Using itertools.groupby also does not work because it requires the data to be sorted. But operator.itemgetter cannot sort dictionaries. It says:
TypeError: '<' not supported between instances of 'dict' and 'dict'
Therefore, I'd like to know a Pythonic way of solving this problem! Thank you for your help :)
Upvotes: 0
Views: 757
Reputation: 14216
Here is another way using both frozenset
and groupby
from operator import itemgetter
from itertools import groupby
first = itemgetter(0)
second = itemgetter(1)
my_hashes = sorted([(k, hash(frozenset(v))) for k, v in my_dict.items()], key=second)
d = dict()
for k, v in groupby(my_hashes, key=second):
items = list(v)
d[tuple(map(first, items))] = my_dict.get(first(first(items)))
print(d)
{('Q3', 'Q4'): {1: 'animal', 2: 'vehicle'}, ('Q1', 'Q2'): {0: 'no', 1: 'yes'}}
Upvotes: 0
Reputation: 26039
Assuming a sorted dictionary by value, you can use itertools.groupby
:
{tuple(g): k for k, g in groupby(my_dict, key=my_dict.get)}
Code:
from itertools import groupby
my_dict = {"Q1": {0: "no", 1: "yes"}, "Q2": {0: "no", 1: "yes"},
"Q3": {1: "animal", 2: "vehicle"}, "Q4": {1: "animal", 2: "vehicle"}}
print({tuple(g): k for k, g in groupby(my_dict, key=my_dict.get)})

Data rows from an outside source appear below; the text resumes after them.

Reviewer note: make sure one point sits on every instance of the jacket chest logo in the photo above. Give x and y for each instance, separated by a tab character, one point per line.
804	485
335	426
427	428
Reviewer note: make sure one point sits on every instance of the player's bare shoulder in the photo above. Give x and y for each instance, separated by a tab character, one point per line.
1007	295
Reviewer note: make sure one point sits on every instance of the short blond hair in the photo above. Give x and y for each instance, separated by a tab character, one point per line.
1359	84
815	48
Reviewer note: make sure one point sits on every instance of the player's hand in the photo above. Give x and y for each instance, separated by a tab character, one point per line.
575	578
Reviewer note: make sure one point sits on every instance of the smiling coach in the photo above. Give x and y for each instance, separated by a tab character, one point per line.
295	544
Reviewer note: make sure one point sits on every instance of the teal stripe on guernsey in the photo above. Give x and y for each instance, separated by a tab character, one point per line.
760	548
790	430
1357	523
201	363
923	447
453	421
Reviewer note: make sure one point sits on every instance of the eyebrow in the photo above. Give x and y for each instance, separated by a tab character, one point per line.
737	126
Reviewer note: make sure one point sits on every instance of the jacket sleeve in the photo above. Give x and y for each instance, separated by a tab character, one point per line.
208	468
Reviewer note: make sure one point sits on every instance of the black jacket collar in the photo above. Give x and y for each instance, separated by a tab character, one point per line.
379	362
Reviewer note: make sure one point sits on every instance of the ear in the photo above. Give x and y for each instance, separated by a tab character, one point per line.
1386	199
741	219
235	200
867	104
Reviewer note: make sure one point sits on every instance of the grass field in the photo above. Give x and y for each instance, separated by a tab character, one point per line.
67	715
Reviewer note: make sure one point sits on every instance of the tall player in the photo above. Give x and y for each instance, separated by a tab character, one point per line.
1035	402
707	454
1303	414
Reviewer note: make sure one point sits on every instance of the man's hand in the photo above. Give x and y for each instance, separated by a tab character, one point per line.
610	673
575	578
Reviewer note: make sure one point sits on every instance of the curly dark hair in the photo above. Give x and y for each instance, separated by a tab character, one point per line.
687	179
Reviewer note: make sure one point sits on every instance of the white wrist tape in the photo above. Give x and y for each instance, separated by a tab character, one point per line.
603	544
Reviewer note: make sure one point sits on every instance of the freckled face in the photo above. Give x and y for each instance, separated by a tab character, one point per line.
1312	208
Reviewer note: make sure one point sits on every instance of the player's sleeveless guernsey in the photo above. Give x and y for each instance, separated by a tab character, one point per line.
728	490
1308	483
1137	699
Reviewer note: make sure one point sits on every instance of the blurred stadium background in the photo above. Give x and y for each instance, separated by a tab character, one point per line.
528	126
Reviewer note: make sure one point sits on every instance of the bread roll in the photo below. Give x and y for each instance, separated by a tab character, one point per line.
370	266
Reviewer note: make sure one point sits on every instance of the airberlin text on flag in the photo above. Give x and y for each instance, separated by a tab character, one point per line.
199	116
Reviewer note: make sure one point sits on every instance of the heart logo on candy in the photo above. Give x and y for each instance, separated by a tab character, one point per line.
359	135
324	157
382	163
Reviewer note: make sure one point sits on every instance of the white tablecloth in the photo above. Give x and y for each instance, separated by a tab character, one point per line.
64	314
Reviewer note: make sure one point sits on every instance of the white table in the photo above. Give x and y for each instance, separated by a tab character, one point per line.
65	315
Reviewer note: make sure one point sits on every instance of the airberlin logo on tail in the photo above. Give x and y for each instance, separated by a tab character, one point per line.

# {('Q1', 'Q2'): {0: 'no', 1: 'yes'}, ('Q3', 'Q4'): {1: 'animal', 2: 'vehicle'}}
Upvotes: 3
Reputation: 15035
Instead of using frozendict
, you can use frozenset
's of the dictionaries' items:
intermediate_dict = defaultdict(list)
for k, v in my_dict.items():
intermediate_dict[frozenset(v.items())].append(k)
result = {tuple(v): dict(k) for k, v in intermediate_dict.items()}
Output:
{('Q1', 'Q2'): {0: 'no', 1: 'yes'}, ('Q3', 'Q4'): {1: 'animal', 2: 'vehicle'}}
The above does not assume or require sorted input, making it O(n)
for all cases, while sorting is O(n log n)
.
Upvotes: 4
Reputation: 4689
So I would require something like a frozendict which is not available in the standard library of python.
Could you elaborate on this? While frozendict
is not in the language standard, there's an extension available that you could install: https://pypi.org/project/frozendict/
Alternatively, you can turn the dictionaries into a tuple of (key-sorted) (key, value)
items to get an immutable, canonical and reversible representation that can be used as a dictionary key.
(Note that if the dictionaries can have further mutable values inside them, you might need to do this recursively.)
Edit: Or use a frozenset() for the items, as the other answer points out. Note that this also requires recursively ensuring the values of the inner dictionary are immutable.
Upvotes: 0